In POI datasets, beyond explicit textual attributes (e.g., names, addresses), geospatial relationships constitute critical implicit features within localized neighborhoods. The Third Law of Geography—empirically formalized as the more similar geographic configurations of two points (areas), the more similar the values (processes) of the target variable at these two points (areas) (Zhu et al., 2018)—manifests through observable patterns as evidenced by the common presence of snack bars and stationery stores in the vicinity of schools across diverse locations.
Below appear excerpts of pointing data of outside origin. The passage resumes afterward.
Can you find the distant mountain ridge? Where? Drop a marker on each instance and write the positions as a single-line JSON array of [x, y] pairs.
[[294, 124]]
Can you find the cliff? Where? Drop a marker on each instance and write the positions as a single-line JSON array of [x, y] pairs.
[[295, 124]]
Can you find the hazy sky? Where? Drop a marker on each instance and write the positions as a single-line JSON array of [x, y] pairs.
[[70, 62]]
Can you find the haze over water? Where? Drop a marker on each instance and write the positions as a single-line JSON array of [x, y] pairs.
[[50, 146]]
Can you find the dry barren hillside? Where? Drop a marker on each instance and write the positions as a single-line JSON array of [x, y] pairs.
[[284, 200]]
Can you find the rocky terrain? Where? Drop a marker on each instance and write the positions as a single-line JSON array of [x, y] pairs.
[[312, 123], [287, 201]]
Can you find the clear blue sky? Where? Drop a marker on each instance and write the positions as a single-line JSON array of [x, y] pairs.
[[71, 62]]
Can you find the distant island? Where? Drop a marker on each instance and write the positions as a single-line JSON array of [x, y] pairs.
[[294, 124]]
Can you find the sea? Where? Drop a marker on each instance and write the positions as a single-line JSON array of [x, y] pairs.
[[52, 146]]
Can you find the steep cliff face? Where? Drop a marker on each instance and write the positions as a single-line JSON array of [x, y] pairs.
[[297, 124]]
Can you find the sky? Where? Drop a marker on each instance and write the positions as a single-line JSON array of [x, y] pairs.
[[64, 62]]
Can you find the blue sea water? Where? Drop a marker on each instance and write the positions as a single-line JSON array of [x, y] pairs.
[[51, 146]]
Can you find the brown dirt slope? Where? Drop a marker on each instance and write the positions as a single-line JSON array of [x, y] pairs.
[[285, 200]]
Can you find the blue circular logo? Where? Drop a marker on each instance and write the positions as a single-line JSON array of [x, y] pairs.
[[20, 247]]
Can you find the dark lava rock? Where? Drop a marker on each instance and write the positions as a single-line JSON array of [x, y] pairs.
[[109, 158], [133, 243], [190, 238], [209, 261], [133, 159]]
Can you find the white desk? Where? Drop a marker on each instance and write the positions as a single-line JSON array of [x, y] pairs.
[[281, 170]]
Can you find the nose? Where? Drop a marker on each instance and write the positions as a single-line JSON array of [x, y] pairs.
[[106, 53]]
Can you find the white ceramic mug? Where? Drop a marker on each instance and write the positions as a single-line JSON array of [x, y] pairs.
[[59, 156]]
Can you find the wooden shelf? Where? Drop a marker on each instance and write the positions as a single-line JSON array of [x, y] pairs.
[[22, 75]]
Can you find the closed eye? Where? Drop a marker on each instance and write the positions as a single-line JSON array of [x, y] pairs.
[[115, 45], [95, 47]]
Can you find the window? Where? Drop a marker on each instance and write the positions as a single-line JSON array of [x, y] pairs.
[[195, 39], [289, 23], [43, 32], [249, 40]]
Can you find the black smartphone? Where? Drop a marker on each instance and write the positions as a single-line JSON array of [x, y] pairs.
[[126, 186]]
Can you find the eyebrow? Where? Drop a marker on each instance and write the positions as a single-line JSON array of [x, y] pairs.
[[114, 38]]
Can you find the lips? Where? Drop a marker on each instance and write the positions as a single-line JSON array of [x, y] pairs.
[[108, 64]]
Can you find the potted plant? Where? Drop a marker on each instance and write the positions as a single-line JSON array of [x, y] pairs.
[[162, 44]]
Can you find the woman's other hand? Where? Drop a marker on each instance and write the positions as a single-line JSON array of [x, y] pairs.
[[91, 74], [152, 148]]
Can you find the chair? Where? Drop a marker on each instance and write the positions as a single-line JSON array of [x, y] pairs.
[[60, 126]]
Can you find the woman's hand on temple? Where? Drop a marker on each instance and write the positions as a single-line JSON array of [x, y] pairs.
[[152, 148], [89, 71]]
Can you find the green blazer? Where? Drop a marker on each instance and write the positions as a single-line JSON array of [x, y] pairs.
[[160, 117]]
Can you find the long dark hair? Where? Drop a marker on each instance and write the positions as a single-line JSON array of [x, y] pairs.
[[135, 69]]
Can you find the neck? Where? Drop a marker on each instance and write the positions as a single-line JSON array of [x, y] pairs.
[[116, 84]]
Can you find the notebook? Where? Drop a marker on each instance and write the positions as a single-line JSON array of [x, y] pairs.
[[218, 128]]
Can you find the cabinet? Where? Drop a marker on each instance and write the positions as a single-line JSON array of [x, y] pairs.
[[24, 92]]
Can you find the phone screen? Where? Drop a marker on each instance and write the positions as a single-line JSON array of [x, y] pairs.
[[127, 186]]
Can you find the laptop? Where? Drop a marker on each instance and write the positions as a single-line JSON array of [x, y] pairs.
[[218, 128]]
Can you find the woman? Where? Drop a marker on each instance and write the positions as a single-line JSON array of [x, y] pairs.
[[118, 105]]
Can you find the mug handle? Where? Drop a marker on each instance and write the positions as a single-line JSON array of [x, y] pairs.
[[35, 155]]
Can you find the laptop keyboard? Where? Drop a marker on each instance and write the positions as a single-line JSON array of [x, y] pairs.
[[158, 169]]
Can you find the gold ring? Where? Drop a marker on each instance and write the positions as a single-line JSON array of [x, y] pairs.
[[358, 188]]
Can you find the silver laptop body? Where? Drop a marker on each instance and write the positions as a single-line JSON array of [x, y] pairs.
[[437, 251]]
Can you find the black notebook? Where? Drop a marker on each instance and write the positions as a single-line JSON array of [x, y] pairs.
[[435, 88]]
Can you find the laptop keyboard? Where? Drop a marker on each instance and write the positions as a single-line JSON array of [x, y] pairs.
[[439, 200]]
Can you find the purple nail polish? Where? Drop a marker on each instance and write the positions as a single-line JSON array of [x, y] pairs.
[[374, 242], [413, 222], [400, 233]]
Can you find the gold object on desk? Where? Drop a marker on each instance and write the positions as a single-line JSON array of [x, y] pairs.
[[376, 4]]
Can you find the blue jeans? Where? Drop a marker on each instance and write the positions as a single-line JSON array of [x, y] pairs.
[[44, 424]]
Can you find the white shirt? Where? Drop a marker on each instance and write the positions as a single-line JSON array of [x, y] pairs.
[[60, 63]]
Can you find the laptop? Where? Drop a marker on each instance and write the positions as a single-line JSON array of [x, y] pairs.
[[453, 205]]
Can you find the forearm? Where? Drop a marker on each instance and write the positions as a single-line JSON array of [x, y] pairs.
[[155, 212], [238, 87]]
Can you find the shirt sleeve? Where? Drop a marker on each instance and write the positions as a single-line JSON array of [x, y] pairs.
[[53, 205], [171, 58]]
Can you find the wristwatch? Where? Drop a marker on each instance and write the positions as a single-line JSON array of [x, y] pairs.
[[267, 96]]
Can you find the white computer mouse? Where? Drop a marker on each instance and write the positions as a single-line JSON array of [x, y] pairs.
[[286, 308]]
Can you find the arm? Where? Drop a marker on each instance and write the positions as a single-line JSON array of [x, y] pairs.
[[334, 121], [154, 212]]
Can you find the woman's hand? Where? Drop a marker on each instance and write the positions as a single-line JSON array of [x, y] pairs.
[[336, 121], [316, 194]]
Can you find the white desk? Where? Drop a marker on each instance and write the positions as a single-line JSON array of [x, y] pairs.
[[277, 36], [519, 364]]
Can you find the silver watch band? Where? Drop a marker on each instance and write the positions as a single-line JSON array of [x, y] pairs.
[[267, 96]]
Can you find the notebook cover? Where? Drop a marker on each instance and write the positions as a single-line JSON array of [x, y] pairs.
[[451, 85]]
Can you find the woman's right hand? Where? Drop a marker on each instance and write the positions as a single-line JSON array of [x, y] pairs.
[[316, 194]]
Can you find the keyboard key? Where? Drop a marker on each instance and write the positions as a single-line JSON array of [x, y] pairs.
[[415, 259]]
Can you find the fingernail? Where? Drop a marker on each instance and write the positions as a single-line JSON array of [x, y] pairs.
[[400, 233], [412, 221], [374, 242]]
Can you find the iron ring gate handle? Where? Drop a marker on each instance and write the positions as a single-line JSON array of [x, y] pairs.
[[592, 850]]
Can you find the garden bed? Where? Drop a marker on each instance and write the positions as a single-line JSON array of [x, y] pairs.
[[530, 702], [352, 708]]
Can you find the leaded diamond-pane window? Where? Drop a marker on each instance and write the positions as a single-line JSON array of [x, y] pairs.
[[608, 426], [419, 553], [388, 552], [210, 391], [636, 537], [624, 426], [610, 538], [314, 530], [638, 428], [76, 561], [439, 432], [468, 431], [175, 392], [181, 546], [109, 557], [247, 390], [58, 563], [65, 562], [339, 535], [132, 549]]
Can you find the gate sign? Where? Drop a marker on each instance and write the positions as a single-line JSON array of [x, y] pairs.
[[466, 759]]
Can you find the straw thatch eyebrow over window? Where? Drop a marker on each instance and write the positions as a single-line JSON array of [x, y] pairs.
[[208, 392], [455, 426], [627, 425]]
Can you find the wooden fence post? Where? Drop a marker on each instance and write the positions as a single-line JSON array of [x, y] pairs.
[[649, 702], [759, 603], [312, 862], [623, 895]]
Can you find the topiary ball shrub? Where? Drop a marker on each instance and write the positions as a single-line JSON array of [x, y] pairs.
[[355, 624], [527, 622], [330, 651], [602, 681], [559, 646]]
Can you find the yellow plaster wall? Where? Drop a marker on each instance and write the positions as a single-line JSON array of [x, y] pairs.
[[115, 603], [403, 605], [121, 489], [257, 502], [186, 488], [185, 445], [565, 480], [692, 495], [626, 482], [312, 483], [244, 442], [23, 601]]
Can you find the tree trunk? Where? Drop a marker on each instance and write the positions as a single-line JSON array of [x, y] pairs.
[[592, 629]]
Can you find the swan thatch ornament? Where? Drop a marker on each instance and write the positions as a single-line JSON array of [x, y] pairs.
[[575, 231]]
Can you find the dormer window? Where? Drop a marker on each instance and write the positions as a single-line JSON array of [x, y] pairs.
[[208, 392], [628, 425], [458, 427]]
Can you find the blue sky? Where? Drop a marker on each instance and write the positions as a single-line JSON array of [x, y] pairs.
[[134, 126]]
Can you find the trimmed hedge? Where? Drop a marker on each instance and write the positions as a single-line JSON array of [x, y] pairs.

This principle establishes that topologically analogous environments engender congruent entity characteristics. Harnessing neighborhood relationships thus overcomes limitations of text-reliant methods by encoding contextual knowledge unobtainable from lexical features alone. The fusion of textual-semantic and geospatial features has been widely adopted in interdisciplinary research. For instance, researchers have leveraged NLP and spatial analysis techniques to extract and analyze disaster-related content from social media (Sit, Koylu & Demir, 2019; Gulnerman & Karaman, 2020; Scheele, Yu & Huang, 2021). Others have integrated text mining and spatial accessibility models to optimize travel route planning (Zhou et al., 2024) and elucidate the spatiotemporal dynamics of residents’ daily activities (Liu et al., 2021). Additionally, spatial-textual analytics have been applied to crime prediction (Saraiva et al., 2022), urban functional zone recognition (Almatar et al., 2020; Zhang et al., 2021), and POI recommendation systems (Wang et al., 2023).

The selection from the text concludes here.